@intjudo Thanks for the feedback!
I actually had Credo next up to look into after that Marvell earnings that came out to understand the competitive landscape better. Credo is reporting earnings this week on September 4. There’s a few reasons I wouldn’t invest in Credo or strongly prefer investing in Astera,
- On their last earnings (May 29), they had guided for 59-62M revenue and came in at 60.8M
- Next quarter they guided for only 58-61M or 2% sequential decline - Astera is projecting 24-30% sequential growth
- They have a legacy business and their AI portion of the business is still ramping
- Credo was founded in 2008 before AI/cloud - Astera was founded in 2017 with cloud/AI in mind and already has more revenue
- Credo has 25M in inventory, while they are fabless, I believe they take delivery themselves whereas Astera integrates their product in without taking the inventory delivery
- Credo was asked about Astera and Marvell on the call and they said they are confident in their solution - this is in contrast to Astera saying they put competitors out of business with their software and competitors are using their software to debug their own issues
- Credo has lower gross margins than Astera
- Credo has ~400M in cash, Astera has ~800M
- Credo has 500 employees, Astera has less than 300
I was looking into the Blackwell GB200 specs trying to wrap my head around how Astera plays into the Nvidia solutions.
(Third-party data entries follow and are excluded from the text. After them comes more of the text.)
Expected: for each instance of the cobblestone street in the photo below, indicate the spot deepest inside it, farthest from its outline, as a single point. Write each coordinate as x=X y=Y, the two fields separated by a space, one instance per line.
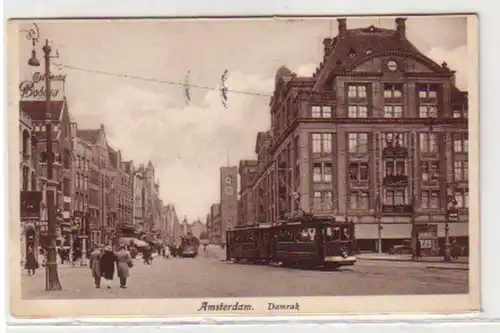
x=208 y=276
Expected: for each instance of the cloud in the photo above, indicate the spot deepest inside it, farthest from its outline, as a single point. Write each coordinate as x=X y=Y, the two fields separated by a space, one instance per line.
x=457 y=59
x=187 y=145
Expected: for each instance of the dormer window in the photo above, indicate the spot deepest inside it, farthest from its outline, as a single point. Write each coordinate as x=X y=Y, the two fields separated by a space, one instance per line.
x=428 y=91
x=357 y=91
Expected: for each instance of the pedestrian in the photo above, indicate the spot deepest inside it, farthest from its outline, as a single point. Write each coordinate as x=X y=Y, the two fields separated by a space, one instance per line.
x=95 y=266
x=108 y=260
x=123 y=264
x=419 y=248
x=31 y=263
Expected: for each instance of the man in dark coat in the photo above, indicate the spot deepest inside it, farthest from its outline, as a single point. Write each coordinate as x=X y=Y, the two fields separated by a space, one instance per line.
x=108 y=260
x=31 y=264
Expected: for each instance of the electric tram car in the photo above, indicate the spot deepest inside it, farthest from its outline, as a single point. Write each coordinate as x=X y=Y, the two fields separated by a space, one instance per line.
x=304 y=240
x=189 y=247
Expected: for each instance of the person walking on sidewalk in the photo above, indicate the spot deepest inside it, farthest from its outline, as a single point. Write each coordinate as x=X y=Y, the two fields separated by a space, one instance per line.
x=31 y=264
x=123 y=263
x=95 y=266
x=419 y=249
x=108 y=260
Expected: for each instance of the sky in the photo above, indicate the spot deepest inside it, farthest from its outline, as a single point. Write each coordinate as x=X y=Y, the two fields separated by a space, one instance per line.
x=187 y=143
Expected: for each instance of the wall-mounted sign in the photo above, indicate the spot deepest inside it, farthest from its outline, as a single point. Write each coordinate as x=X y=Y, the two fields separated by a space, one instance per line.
x=35 y=88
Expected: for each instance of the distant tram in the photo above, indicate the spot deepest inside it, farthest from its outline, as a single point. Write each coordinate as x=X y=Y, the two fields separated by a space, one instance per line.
x=302 y=239
x=189 y=246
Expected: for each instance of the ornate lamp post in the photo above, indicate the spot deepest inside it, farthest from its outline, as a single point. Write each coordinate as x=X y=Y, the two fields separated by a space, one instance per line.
x=52 y=277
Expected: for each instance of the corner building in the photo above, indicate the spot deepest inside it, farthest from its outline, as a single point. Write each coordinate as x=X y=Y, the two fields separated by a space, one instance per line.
x=378 y=134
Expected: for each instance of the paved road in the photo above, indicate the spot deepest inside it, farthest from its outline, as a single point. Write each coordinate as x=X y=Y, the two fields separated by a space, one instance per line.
x=208 y=276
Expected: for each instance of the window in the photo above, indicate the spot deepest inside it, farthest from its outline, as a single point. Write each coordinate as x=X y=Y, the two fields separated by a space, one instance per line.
x=428 y=111
x=358 y=143
x=393 y=111
x=66 y=187
x=461 y=143
x=358 y=111
x=395 y=168
x=321 y=111
x=323 y=200
x=393 y=91
x=428 y=142
x=357 y=91
x=322 y=172
x=358 y=171
x=427 y=91
x=429 y=170
x=359 y=200
x=322 y=142
x=430 y=199
x=462 y=197
x=461 y=170
x=394 y=140
x=396 y=197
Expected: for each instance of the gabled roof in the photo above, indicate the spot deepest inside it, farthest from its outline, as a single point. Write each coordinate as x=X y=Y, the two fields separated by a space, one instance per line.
x=352 y=46
x=262 y=138
x=89 y=135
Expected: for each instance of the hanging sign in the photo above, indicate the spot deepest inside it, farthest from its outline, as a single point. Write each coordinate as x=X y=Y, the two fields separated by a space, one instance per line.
x=35 y=88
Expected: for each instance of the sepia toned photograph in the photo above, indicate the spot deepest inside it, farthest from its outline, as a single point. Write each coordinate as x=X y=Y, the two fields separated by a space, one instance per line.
x=243 y=166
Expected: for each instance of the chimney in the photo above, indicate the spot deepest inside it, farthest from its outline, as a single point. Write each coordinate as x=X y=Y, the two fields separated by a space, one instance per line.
x=327 y=42
x=401 y=27
x=342 y=25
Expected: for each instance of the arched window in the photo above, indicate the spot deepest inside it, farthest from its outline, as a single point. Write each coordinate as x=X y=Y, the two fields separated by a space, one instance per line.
x=33 y=181
x=26 y=177
x=26 y=143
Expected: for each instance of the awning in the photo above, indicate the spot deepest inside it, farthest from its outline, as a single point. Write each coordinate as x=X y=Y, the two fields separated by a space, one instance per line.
x=133 y=241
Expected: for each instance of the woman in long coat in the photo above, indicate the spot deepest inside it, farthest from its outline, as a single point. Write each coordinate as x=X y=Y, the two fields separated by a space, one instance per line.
x=108 y=260
x=31 y=264
x=123 y=263
x=95 y=266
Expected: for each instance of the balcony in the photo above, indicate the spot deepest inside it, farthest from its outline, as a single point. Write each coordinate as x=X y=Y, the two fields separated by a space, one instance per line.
x=397 y=209
x=400 y=180
x=395 y=152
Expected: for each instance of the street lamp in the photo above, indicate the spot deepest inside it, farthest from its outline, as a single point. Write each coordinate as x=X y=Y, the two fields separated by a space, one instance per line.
x=52 y=277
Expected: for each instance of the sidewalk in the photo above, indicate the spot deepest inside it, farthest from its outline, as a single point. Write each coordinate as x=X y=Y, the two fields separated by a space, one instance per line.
x=438 y=262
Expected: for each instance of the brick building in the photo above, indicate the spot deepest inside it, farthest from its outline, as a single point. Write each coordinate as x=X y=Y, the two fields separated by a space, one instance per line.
x=62 y=155
x=247 y=171
x=378 y=134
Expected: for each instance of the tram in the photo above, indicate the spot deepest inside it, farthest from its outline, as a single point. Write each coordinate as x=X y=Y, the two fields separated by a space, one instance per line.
x=189 y=247
x=301 y=239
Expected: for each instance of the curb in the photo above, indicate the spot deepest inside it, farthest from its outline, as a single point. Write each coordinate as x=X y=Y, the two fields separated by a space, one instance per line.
x=450 y=268
x=407 y=260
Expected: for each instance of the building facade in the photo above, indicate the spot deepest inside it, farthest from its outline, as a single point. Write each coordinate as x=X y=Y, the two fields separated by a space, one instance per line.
x=378 y=134
x=216 y=224
x=28 y=179
x=228 y=198
x=62 y=158
x=247 y=171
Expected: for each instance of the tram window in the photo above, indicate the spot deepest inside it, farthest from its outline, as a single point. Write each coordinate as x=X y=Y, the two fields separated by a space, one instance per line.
x=306 y=234
x=332 y=234
x=285 y=235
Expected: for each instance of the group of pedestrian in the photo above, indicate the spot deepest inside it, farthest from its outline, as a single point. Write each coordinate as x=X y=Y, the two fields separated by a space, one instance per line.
x=102 y=265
Interesting that the GB200 does have include a “PCIe Gen 6 Bandwidth Bidirectional - 2x 256 GB/s Gen6”
I think this is what Astera is taking about with Nvidia transitioning to Gen6 PCIe. This may be the way that the Aries product interfaces with Blackwell.
I’m still trying to track down how Nvidia themselves is a customer of Astera. There seems to be little information about what products they are buying, but the hardware manufacturers like to maintain confidentiality so they don’t reveal their product specs to competitors.